Görevi devraldıktan sonraki bütçe durumlarından borçlanma yetkilerinin tırpanlanmasına kadar birçok finansal bilgiyi kanaat önderleriyle paylaşan İmamoğlu, “Onların kullandığından daha az bütçeyle, çok daha fazla iş başardık” dedi. Katılımcılarla devletin resmi rakamlarını paylaştığını kaydeden İmamoğlu, “Ben, devletin resmi rakamlarını anlatıyorum. Öyle aşağısını yukarıya çeken, yukarısını aşağı çeken ‘Esenler İstatistik Ofisi’ olarak anlatmıyorum yani. Büyükşehir belediyesinin resmi rakamlarını söylüyorum” şeklinde konuştu.
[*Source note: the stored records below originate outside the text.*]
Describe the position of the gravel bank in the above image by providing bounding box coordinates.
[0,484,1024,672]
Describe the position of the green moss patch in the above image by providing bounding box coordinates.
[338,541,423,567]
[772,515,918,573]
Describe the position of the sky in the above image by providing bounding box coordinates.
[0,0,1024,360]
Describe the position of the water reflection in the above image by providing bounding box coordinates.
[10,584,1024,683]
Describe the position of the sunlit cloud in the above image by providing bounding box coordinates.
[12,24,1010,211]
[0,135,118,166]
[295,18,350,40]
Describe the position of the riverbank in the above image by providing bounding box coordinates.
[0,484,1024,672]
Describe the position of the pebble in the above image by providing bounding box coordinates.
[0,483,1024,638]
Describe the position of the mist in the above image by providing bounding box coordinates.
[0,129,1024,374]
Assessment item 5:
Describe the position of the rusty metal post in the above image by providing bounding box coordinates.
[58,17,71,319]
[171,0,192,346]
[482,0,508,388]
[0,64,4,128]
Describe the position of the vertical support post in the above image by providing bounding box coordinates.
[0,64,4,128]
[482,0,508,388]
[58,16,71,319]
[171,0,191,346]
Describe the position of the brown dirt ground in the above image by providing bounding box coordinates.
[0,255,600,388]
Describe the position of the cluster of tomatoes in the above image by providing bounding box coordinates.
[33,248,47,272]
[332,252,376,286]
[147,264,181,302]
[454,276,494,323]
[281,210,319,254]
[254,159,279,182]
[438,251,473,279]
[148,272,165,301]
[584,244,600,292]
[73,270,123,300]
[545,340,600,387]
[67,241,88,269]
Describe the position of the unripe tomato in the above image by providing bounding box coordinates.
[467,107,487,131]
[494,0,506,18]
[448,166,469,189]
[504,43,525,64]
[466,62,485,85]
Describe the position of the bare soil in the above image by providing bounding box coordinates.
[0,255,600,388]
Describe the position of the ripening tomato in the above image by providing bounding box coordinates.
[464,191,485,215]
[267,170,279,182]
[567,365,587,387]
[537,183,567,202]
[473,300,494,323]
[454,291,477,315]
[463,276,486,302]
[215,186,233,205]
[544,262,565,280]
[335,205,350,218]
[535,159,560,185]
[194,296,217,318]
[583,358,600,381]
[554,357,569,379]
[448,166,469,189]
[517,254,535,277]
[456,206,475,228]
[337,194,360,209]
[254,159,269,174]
İmamoğlu açıklamasında, “Devletin bütçesini, ekonomisini, teknik işlerini, çevreyi yöneten insanları, sosyal hizmetleri yöneten insanları iyi seçerseniz ve bu milletin iyi yetişmiş evlatlarını oraya oturtursanız… Biz buna gayret ettik” dedi.
Siyaseti başarız kılan şeyin sıkışmışlık olduğunu söyleyen Ekrem İmamoğlu konuşmasını şöyle sürdürdü:
“En iyilerini seçtim, demiyorum. Her zaman bu milletin evlatlarında iyiden daha iyi vardır. Bu milletin evlatlarına güvendiğiniz zaman, başarısız olmanız gerçekten mümkün değil. Siyaseti de başarısız kılan, aslında bir sıkışmışlık. Mesela bugünkü siyaset, bugün ülkeyi yöneten akıl, iddiayla söylüyorum; bir parti devleti kurma arzusunda. Yani her şey partiye ait. Sanki mesela yardımı AK Parti veriyor. Lütufmuş gibi. Ben de diyorum ki, ‘Ey milletim; açta açıkta yoksulluğunuz var ise, bu bizim kusurumuz. Yani bu devletin, bu milletin bir kusuru. Bunu kapatmak da devletin, milletin sorumluluğu. Açta, açıkta bırakmamak. Eğer güçlü milletsen, devletsen senin açta açıkta insanın kalmaması lazım. Peki nasıl bir anlayış var? ‘Biz milleti yardımla ikna edelim, millet bizi oy versin.’ Biz aslında bu ülke olarak, bu millet olarak yoksulluğu değil, zenginliği konuşursak, o hükümet başarılıdır. Biz yoksulluğu konuşuyoruz kardeşim.”